Using sodium to potassium ratios in hair samples as indicators of an inflammatory state when greater than 4:1, and impaired adrenal gland and immune function when less than 2.5:1, our subject demonstrated 34 aberrant ratios (79 percent of patients). Twenty-five showed impaired immune response and nine demonstrated ratios consistent with inflammation.

An "all four low pattern," wherein calcium, magnesium, sodium and potassium are all at less than normal levels in a biopsied hair sample, is said to be indicative of a stage of exhaustion or virtual give-up. These patients would be more likely to be victims of a prostatic disease process, and our subject group demonstrated 18 patients with these indicator readings. Clinical indications have suggested that patients with this pattern are generally in a more advanced state of prostate abnormality, having a less optimistic prognosis.

Using admittedly minimal supportive diagnostic data relative to the patient complaints of prostatic disease, a very high percentage of hair mineral assessments in these 43 male patients suggest remarkable consistency in aberrant ratios. Ongoing clinical experience by this author has commonly shown decline into gradual worsening symptoms and pathologies including invasive tumors incident with the passage of time, in the presence of ineffective or absent therapy.

These high incidences of abnormal ratios discussed herein and as proposed as indicators of disease hold true throughout Dr. Eck's experiences as a researcher in hair analysis and mineral levels. They are indeed both breakthrough and invaluable.

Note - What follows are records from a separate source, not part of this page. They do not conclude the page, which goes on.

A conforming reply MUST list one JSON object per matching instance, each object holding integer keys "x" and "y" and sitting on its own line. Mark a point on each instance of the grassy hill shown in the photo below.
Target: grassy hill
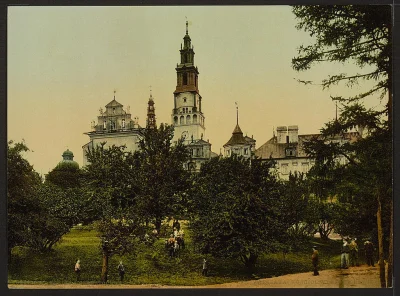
{"x": 152, "y": 264}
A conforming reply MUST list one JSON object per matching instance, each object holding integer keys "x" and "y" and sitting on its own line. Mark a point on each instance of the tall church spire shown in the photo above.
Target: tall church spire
{"x": 151, "y": 116}
{"x": 187, "y": 116}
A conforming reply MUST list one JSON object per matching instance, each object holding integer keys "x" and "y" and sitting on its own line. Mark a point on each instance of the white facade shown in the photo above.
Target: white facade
{"x": 115, "y": 127}
{"x": 286, "y": 149}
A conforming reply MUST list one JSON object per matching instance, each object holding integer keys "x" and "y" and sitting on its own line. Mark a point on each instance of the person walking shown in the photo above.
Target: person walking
{"x": 345, "y": 255}
{"x": 369, "y": 253}
{"x": 315, "y": 260}
{"x": 205, "y": 267}
{"x": 176, "y": 248}
{"x": 121, "y": 270}
{"x": 353, "y": 253}
{"x": 78, "y": 270}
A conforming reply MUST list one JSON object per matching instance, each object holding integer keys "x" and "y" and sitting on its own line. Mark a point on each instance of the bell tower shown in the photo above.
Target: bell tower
{"x": 151, "y": 116}
{"x": 187, "y": 116}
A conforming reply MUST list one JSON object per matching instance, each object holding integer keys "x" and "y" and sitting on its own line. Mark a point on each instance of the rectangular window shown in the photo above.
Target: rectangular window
{"x": 284, "y": 168}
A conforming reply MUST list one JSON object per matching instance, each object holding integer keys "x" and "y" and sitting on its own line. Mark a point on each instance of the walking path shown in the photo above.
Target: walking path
{"x": 354, "y": 277}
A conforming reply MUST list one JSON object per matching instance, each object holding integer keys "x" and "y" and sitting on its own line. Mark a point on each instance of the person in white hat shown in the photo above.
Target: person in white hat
{"x": 345, "y": 255}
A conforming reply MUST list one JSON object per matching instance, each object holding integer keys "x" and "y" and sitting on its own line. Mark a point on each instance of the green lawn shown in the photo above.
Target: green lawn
{"x": 152, "y": 264}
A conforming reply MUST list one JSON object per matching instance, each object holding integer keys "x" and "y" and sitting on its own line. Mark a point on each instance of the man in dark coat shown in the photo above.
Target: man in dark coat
{"x": 369, "y": 253}
{"x": 315, "y": 260}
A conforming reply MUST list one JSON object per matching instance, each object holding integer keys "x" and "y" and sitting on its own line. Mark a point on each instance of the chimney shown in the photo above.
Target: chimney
{"x": 281, "y": 132}
{"x": 293, "y": 132}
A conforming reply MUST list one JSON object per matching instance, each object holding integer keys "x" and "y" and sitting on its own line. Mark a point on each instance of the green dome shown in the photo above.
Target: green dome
{"x": 68, "y": 161}
{"x": 68, "y": 164}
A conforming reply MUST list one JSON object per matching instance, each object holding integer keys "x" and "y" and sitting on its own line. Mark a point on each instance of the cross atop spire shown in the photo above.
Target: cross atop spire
{"x": 336, "y": 110}
{"x": 237, "y": 113}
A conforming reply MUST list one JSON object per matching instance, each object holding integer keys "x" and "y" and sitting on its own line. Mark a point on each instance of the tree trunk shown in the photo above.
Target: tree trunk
{"x": 250, "y": 261}
{"x": 390, "y": 259}
{"x": 380, "y": 244}
{"x": 104, "y": 270}
{"x": 158, "y": 224}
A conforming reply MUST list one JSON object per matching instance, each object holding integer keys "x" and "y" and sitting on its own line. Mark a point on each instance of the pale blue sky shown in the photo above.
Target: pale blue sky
{"x": 65, "y": 62}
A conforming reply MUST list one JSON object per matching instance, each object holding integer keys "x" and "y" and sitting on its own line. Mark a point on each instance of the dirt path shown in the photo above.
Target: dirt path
{"x": 354, "y": 277}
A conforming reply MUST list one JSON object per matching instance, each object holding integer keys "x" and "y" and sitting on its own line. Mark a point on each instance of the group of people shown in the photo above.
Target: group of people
{"x": 349, "y": 255}
{"x": 120, "y": 267}
{"x": 350, "y": 252}
{"x": 173, "y": 244}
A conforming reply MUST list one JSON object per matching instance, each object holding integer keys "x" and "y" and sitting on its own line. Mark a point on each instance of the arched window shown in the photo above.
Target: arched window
{"x": 184, "y": 78}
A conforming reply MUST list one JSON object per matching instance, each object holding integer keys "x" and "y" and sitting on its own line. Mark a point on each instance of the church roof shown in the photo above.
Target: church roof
{"x": 68, "y": 161}
{"x": 249, "y": 140}
{"x": 237, "y": 137}
{"x": 113, "y": 103}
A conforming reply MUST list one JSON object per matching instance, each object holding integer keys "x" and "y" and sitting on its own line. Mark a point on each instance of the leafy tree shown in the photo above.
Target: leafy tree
{"x": 58, "y": 211}
{"x": 162, "y": 179}
{"x": 295, "y": 204}
{"x": 22, "y": 183}
{"x": 110, "y": 193}
{"x": 356, "y": 33}
{"x": 236, "y": 209}
{"x": 359, "y": 34}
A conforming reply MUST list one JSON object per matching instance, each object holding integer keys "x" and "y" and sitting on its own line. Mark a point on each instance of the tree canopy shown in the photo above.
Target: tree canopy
{"x": 360, "y": 34}
{"x": 236, "y": 210}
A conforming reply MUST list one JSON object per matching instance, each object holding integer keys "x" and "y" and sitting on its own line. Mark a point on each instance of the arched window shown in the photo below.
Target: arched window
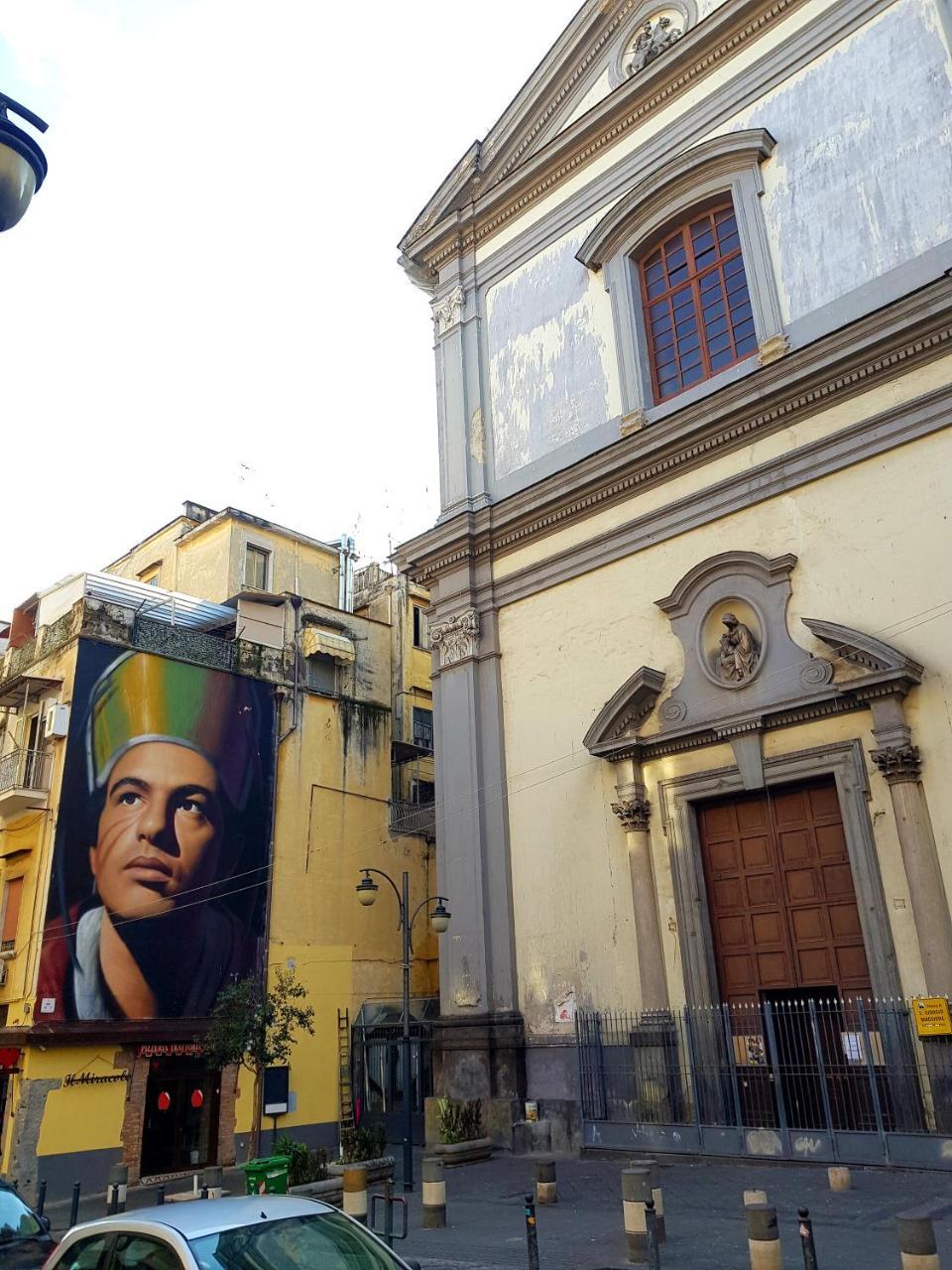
{"x": 698, "y": 318}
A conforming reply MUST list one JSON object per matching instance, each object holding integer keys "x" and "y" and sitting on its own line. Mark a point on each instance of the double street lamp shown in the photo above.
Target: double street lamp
{"x": 367, "y": 890}
{"x": 22, "y": 162}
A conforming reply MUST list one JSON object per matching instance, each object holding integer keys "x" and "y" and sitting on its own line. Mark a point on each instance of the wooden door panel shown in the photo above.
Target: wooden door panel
{"x": 780, "y": 893}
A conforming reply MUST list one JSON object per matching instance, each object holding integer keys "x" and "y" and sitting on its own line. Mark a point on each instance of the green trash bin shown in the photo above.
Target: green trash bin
{"x": 267, "y": 1176}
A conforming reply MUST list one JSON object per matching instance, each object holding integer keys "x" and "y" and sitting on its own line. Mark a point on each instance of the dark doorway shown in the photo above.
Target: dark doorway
{"x": 789, "y": 953}
{"x": 180, "y": 1127}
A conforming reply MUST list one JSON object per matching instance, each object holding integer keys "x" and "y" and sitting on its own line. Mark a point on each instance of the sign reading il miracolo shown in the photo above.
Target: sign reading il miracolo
{"x": 932, "y": 1016}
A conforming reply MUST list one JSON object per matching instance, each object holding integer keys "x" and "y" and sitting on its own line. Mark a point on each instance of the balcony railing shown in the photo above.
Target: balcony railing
{"x": 24, "y": 770}
{"x": 413, "y": 818}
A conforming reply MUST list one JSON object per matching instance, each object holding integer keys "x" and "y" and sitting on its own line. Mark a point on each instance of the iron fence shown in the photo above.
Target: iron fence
{"x": 770, "y": 1076}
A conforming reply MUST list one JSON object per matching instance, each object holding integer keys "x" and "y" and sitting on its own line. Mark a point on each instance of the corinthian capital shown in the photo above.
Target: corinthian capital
{"x": 635, "y": 815}
{"x": 897, "y": 763}
{"x": 457, "y": 638}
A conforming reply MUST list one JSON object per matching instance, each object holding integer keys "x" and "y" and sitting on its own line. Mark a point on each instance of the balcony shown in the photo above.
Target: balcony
{"x": 24, "y": 780}
{"x": 419, "y": 818}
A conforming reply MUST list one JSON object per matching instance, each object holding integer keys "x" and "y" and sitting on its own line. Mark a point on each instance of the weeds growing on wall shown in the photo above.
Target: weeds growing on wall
{"x": 460, "y": 1121}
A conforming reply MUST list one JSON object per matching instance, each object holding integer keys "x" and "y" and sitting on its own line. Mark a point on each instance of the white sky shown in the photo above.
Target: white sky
{"x": 203, "y": 300}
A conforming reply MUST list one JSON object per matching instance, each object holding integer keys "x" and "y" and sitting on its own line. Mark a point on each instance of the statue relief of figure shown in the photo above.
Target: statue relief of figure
{"x": 652, "y": 41}
{"x": 738, "y": 652}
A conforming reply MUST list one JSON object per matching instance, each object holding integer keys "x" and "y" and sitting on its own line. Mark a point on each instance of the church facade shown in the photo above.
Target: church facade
{"x": 690, "y": 588}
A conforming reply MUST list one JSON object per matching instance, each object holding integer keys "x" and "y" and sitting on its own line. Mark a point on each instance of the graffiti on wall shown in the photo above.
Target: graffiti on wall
{"x": 162, "y": 855}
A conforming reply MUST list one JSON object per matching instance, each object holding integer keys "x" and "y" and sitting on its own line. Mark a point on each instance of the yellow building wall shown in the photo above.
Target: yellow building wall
{"x": 874, "y": 545}
{"x": 333, "y": 821}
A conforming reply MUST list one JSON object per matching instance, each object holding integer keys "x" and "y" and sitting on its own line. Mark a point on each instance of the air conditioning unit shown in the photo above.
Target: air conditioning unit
{"x": 56, "y": 720}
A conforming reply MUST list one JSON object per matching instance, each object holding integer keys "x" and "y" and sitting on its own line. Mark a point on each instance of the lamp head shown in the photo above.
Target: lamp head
{"x": 439, "y": 917}
{"x": 367, "y": 890}
{"x": 22, "y": 164}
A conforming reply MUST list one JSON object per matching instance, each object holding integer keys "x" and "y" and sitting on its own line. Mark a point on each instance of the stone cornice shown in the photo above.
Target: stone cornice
{"x": 852, "y": 359}
{"x": 724, "y": 154}
{"x": 483, "y": 206}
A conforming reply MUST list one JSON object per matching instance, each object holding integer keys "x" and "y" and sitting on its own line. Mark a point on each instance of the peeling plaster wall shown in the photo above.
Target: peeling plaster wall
{"x": 862, "y": 176}
{"x": 567, "y": 649}
{"x": 551, "y": 358}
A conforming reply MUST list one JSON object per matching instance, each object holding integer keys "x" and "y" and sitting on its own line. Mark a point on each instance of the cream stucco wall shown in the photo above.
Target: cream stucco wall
{"x": 874, "y": 545}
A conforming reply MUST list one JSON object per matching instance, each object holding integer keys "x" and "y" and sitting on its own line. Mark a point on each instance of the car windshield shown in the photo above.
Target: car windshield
{"x": 17, "y": 1222}
{"x": 326, "y": 1241}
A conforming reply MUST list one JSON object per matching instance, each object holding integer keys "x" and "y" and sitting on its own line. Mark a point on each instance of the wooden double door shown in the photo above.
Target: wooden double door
{"x": 785, "y": 935}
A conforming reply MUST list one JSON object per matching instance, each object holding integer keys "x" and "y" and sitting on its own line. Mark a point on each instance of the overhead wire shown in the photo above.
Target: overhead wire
{"x": 467, "y": 808}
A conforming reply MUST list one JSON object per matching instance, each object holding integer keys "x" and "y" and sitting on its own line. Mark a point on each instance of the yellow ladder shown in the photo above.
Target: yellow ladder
{"x": 345, "y": 1091}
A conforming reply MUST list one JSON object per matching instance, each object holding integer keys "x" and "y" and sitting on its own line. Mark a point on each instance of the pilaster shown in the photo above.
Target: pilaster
{"x": 898, "y": 762}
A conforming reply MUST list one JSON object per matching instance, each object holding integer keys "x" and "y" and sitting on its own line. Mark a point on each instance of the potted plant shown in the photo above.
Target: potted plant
{"x": 461, "y": 1135}
{"x": 365, "y": 1146}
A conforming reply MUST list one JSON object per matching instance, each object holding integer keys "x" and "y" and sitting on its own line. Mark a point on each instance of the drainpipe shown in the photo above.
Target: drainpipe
{"x": 282, "y": 738}
{"x": 345, "y": 572}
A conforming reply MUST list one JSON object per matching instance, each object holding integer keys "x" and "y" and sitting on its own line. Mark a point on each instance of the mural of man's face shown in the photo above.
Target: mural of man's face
{"x": 159, "y": 830}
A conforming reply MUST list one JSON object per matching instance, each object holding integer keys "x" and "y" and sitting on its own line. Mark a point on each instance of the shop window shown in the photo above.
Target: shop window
{"x": 13, "y": 894}
{"x": 421, "y": 627}
{"x": 422, "y": 728}
{"x": 257, "y": 562}
{"x": 696, "y": 305}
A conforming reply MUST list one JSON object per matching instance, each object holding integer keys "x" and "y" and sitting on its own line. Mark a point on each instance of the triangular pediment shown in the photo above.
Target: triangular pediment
{"x": 619, "y": 720}
{"x": 588, "y": 63}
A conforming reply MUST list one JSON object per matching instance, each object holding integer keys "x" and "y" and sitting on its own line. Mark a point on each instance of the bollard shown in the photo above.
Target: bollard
{"x": 434, "y": 1194}
{"x": 763, "y": 1237}
{"x": 636, "y": 1192}
{"x": 654, "y": 1252}
{"x": 116, "y": 1189}
{"x": 212, "y": 1182}
{"x": 656, "y": 1194}
{"x": 806, "y": 1238}
{"x": 356, "y": 1193}
{"x": 916, "y": 1242}
{"x": 531, "y": 1232}
{"x": 839, "y": 1178}
{"x": 546, "y": 1192}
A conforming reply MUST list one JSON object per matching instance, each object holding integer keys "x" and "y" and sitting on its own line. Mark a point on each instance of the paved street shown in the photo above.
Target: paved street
{"x": 703, "y": 1210}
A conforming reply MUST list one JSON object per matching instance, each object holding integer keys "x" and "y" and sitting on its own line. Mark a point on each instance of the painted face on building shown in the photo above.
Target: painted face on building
{"x": 160, "y": 830}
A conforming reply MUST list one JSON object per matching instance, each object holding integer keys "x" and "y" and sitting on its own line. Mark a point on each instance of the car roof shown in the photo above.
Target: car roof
{"x": 194, "y": 1218}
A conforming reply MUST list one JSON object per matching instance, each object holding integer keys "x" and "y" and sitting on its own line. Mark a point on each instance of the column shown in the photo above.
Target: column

An additional case of interest outside of our 43 discussed subjects is that of a 77-year-old male with diagnosed prostatic carcinoma. Complete medical evaluation over four years of symptoms had well-established the malignancy and metastasis to the lungs and liver. A hair sample was analyzed on March 21, 2003. He died on May 14, 2003.

His sodium to potassium readings were 70 mg% over 28 mg%, respectively. This ratio was a perfect 2.5:1, and these higher-than-normal raw levels of each mineral are part of established indicator parameters of significant increases in metabolic or oxidation output. This perfect adrenal/immune system ratio of 2.5:1 supports the contention of an "all-out" and "last ditch" attempt at a cure. The zinc to copper ratio of 20:1 reveals the malignancy to be unfazed at best, and death to be a likely endpoint.

The major indicator ratio of zinc to copper was 20:1, again confirming this proposed ratio as an indicator of prostate disease. We have often found that ratios frequently may normalize in some patients, prior to their death. The reason seems to be that the system performs this all-out attempt at ridding the body of the disease stressor. The increased oxidation rate as demonstrated on this patient's graph is part and parcel of this all-out effort. Failing to accomplish a remission or cure commonly results in the patient's death.

Perhaps the most important information to be gained from these findings, from a clinical standpoint, is that successful treatment of these conditions, by whatever means, results in universal improvement in these ratio indicators. Negative changes of these ratios to more abnormal levels suggest ineffective therapy, inappropriate supplementation or medication, and a less than optimum prognosis for eventual recovery. Thus, changes in these ratios provide an invaluable and virtually indispensable guide to successful treatment in daily practice.

One caveat needs to be considered when using Dr. Eck's suggested ratios: Assessment of these mineral ratios, and others proposed by him, are only valid when the hair sample is not subject to extensive washing at the laboratory. Dr. Raymond LeRoy has shown major denigration of mineral findings in hair samples manipulated by washing compared with samples not subjected to this preparatory wash.